1. Gem. § 574 Abs. 1 Nr. 1 und 2 ZPO nF ist gegen einen Beschluß des Beschwerdegerichts die Rechtsbeschwerde zum Bundesarbeitsgericht statthaft, wenn dies im Gesetz ausdrücklich bestimmt ist oder das Beschwerdegericht sie in dem Beschluß zugelassen hat. Das Rechtsbeschwerdegericht ist gem. § 574 Abs. 3 Satz 2 ZPO nF an die Zulassung gebunden.

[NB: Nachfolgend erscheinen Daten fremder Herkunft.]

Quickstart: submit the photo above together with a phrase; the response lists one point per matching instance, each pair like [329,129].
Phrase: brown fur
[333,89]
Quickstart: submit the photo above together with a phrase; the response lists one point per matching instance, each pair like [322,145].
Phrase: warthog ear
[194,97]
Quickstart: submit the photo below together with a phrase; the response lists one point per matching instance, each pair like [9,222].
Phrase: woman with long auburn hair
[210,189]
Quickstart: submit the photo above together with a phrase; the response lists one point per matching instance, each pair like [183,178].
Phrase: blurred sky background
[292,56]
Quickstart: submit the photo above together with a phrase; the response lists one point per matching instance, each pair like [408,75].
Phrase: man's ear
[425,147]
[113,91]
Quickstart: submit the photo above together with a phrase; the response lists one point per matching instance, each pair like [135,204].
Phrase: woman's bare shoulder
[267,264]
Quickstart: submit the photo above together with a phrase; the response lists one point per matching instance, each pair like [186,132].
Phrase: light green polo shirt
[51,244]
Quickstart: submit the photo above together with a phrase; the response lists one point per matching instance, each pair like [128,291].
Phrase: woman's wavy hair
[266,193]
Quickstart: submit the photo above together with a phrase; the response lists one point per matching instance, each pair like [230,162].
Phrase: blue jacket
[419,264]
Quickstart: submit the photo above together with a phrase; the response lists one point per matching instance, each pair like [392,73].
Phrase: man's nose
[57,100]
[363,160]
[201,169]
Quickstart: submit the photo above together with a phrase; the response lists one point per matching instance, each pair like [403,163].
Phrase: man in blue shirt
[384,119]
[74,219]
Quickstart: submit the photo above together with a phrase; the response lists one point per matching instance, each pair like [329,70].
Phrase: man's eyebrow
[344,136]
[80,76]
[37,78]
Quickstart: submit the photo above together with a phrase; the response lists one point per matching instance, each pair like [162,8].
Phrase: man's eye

Die §§ 574 ff. ZPO gelten jedenfalls für Beschwerden, die dem Recht der Zivilprozeßordnung unterliegen (BAG vom 20. August 2002 – 2 AZB 16/02 – AP KSchG 1969 § 5 Nr. 14 = EzA KSchG § 5 Nr. 34). Dazu gehört das Kostenfestsetzungsverfahren nach den §§ 103 ff. ZPO (GK-ArbGG/Wenzel Stand Mai 2003 § 78 Rn. 120).
Die Rechtsbeschwerde ist auch im übrigen zulässig, insbesondere ist die gem. § 575 Abs. 1 Satz 1 ZPO nF einzuhaltende Notfrist von einem Monat nach Zustellung des Beschlusses gewahrt (§ 222 Abs. 1 und 2 ZPO iVm. § 187 Abs. 1, § 188 Abs. 2, § 193 BGB).
2. Die Rechtsbeschwerde hat in der Sache keinen Erfolg.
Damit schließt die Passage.